MAGALI AUGU Juriste à la MACSF (Mutuelle d’assurance desprofessionnels de la santé)

Est-il trop tard pour faire changer son taux d’imposition ?

• Non, la demande de modification du taux d’imposition est un droit. Certaines personnes qui ont choisi le taux neutre vont finalement préférer un taux personnalisé, plus intéressant pour elles, d’autres vont voir leur situation évoluer… De façon générale, il faut se rappeler que le taux neutre correspond à l’imposition d’une personne célibataire sans enfant. Donc pour une personne en couple avec des enfants, l’avance faite aux impôts peut se révéler préjudiciable en terme de pouvoir d’achat. Les contribuables peuvent donc informer d’un changement de leur situation, ou modifier leurs choix, à tout moment dans l’année. L’administration fiscale transmettra le nouveau taux à l’employeur, mais il faut prévoir un petit délai d’instruction.

Le PAS ne menace-t-il pas la confidentialité des niveaux de ressources des ménages ?

• Il faut garder à l’esprit que seul le taux d’imposition est connu, pas le niveau global des revenus, ni même le montant global de l’impôt. Or, un même taux peut recouvrir des situations très variées. De plus, seul le service RH a accès à ce taux, qui est considéré comme confidentiel.

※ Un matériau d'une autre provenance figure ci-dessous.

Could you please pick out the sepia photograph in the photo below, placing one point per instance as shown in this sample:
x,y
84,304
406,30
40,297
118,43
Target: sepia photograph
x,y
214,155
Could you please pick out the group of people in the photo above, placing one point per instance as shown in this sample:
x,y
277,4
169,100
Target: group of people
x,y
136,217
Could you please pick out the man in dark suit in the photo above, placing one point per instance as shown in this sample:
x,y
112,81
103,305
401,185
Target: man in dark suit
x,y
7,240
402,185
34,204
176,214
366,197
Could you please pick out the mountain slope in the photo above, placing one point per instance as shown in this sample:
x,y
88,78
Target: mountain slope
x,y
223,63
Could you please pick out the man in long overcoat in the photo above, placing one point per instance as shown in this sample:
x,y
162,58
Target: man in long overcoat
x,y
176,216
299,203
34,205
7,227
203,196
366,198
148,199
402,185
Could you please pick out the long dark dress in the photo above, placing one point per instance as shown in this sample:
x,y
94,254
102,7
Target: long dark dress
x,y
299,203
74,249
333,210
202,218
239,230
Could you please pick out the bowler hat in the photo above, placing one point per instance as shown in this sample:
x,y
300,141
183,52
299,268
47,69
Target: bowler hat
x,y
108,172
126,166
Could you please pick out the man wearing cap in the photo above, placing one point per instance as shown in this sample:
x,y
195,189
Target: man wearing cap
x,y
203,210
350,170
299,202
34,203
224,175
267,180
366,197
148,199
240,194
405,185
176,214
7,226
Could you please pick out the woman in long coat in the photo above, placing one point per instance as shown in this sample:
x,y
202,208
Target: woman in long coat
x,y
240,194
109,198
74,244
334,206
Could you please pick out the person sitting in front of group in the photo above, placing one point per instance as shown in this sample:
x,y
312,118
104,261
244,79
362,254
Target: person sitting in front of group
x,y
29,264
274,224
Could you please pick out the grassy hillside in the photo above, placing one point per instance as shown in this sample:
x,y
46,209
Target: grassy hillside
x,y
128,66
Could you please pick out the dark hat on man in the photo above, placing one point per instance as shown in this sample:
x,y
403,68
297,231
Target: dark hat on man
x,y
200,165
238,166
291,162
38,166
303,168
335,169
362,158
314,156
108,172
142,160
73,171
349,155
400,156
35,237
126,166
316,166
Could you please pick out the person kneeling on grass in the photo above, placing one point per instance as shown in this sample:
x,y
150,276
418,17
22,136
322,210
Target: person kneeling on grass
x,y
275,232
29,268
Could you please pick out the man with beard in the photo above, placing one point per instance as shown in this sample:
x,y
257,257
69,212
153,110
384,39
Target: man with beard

Mais si l’on souhaite tout garder secret, il est toujours possible d’opter pour le taux neutre.

Tous les revenus sont-ils concernés ?

• Presque tous. Pour les IDE hospitalières, les salaires et traitements, comme les indemnités journalières en cas de maladie ou de congé maternité, puis la pension de retraite se verront appliquer une retenue directe par l’organisme payeur. Elles n’ont pas à s’en occuper. Les Idel, de leur côté, versent un acompte mensuel de leur impôt, en fonction du bénéfice envisagé. Mais pour les prestations de type prévoyance, pour les libérales, il y a une subtilité. Seules celles qui ont opté pour des contrats dits « loi Madelin » seront imposées sur ces revenus spécifiques (leurs cotisations étant déductibles des impôts) et seront susceptibles d’être soumises à la retenue à la source en cas de cessation définitive d’activité.